Now there’s a question! I could probably fill the entire newsletter with my opinions on that subject. But I won’t. I can pare it down to three words: Individual bookseller websites.
As we know, a major negative impact the internet has had on booksellers has been to suppress the direct contact between dealer and collector and replace it with transactions under the control of third-parties. In that process we lose our individual identities and the opportunity to communicate with and learn from our customers. The solution to this will come from each of us having our own website and making it into a place our customers will identify with and want to return to. There are already some booksellers who are succeeding at this, but the techniques for doing it successfully are still being invented. This, I believe, is the direction of the future.
But that having been said, I think if you are really interested in the “big picture” then you have actually asked the wrong question. We should really be asking, instead, about the future of rare book-buying on the internet. We cannot know where we are headed without knowing where our customers want to go. So put yourself in a collector’s shoes. If you love rare books and want to own a lot of them there has never been a better time to be alive. When I started as a bookseller some thirty years ago it was not easy to find and collect rare books. If you did not live in one of a handful of major cities your opportunities were few and poor. Collecting was a demanding challenge. Mostly you waited for catalogues to come in the mail and stopped everything to read through them the moment they arrived. Then, when you found the occasional tantalizing item and phoned eagerly to acquire it, it had invariably already been sold to another favored customer, probably days before your copy of the catalogue had been put in the mail. If you had a want list it might take you decades to find the most desired titles. Books you were eager to own could sit for years on a bookseller’s shelf only a hundred kilometers away and you might never know about them. If you were passionate about Dada, but lived in Denver, then the obstacles to building a significant collection might just be too discouraging for you to ever even begin to collect.
Thanks to the internet and other technological revolutions, the situation today is completely different. The collector is, if anything, overwhelmed with opportunity. Collections that might not have been imaginable 20 years ago can now be undertaken almost anywhere on the globe. Books that once had to be purchased on the basis of written or verbal descriptions are now offered by email with multiple images to show virtues (and flaws) that could never have been conveyed with mere words. Bibliographic references that a collector might have needed a large library to consult are now available anywhere with only an internet connection. If you want to find and buy rare books of almost any kind you now have an amazing variety of tools to help you identify and obtain what you seek. Information is both power and motivation. Collectors have never had more of it than now, and will have even more in the future.
It is inconceivable to me that all of this will not result in a growth of interest in buying and collecting old and rare books. The things that people choose to collect may change. Their techniques and standards will almost certainly evolve from what we have been familiar with in the past.

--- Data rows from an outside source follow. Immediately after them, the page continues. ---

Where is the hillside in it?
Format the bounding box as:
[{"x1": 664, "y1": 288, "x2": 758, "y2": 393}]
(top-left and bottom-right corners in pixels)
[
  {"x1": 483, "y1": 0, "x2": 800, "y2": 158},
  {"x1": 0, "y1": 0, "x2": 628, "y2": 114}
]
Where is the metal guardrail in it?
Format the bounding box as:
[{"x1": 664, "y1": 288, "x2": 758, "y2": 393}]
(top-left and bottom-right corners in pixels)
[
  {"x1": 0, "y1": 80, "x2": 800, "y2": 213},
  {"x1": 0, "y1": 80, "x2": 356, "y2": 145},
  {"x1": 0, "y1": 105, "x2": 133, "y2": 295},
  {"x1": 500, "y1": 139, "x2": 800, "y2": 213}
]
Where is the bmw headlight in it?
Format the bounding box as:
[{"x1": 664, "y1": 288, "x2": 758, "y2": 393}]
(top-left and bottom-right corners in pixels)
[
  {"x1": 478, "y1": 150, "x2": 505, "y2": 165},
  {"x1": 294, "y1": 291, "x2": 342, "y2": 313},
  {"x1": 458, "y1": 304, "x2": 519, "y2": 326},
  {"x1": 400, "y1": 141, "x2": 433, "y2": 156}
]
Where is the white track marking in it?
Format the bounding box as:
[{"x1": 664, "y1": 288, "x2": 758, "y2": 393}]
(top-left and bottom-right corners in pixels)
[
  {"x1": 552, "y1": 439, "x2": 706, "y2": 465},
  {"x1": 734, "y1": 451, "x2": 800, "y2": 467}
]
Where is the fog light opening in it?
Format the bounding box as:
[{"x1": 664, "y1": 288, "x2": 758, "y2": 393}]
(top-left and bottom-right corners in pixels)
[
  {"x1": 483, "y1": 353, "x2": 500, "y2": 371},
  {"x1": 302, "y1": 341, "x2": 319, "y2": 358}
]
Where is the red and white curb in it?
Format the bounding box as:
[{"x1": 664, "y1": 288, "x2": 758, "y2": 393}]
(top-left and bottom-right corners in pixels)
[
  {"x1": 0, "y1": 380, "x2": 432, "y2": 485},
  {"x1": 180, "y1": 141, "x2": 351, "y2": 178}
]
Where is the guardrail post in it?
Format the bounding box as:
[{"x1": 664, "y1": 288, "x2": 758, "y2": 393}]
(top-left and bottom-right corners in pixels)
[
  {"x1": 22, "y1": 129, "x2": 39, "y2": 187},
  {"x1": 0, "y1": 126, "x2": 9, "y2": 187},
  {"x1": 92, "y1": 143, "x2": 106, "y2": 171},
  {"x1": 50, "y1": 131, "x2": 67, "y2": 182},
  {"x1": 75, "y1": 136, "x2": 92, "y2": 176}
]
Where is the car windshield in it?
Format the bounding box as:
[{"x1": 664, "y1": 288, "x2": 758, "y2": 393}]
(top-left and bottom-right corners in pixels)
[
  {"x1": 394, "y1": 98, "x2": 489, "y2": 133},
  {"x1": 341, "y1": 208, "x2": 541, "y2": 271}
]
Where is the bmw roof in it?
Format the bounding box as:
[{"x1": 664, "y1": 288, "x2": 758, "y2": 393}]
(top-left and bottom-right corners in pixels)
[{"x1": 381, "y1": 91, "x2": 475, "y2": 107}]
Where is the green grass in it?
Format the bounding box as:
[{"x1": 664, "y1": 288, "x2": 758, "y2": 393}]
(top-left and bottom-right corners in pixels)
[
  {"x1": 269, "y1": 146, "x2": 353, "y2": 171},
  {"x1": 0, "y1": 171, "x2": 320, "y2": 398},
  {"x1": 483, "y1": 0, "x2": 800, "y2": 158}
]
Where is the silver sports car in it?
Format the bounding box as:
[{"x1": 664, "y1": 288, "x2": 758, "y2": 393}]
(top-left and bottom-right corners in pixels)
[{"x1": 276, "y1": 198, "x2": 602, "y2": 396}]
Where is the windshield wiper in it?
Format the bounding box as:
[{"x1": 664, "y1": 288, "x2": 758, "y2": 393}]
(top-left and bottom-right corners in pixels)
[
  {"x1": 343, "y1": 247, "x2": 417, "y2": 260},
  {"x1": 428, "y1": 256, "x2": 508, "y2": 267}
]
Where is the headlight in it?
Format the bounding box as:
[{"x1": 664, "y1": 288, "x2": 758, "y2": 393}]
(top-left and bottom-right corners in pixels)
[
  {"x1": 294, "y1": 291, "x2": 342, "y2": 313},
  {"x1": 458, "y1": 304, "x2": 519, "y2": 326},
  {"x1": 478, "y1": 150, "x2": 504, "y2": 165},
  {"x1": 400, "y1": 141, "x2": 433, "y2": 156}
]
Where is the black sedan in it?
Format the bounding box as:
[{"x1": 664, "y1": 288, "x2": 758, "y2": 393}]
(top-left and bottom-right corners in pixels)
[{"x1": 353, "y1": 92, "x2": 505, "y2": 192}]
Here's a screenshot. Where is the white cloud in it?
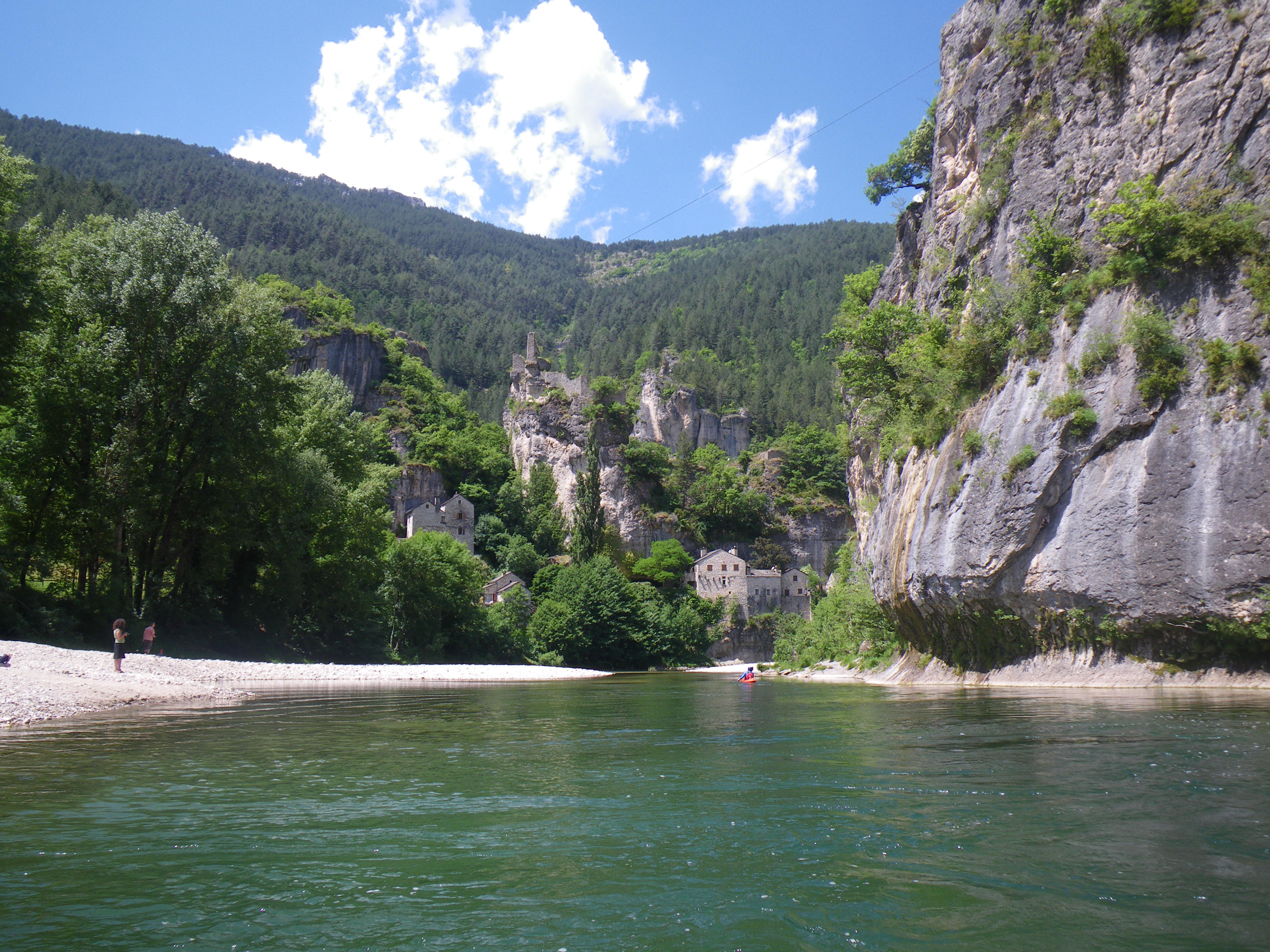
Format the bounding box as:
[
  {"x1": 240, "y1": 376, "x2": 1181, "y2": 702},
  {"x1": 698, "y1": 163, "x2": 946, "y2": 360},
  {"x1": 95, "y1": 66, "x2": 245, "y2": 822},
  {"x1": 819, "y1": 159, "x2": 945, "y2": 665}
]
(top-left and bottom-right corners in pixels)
[
  {"x1": 230, "y1": 0, "x2": 680, "y2": 235},
  {"x1": 701, "y1": 109, "x2": 815, "y2": 225},
  {"x1": 578, "y1": 208, "x2": 627, "y2": 245}
]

But I fully expect the interest in collecting - or just simply owning - old and rare books will inevitably increase as the obstacles and frustrations of the past are eliminated.
That is what I invariably think about when I try to imagine the future of rare bookselling. There can be no question that collectors now feel empowered by the internet as a tool for building their collections. This is especially true for the younger collectors - who are, of course, the future - but I find that even many older collectors and librarians (especially librarians!) are enthusiastic about these things as well. How can that enthusiasm be anything but beneficial to those of us whose business is to sell them the books they want.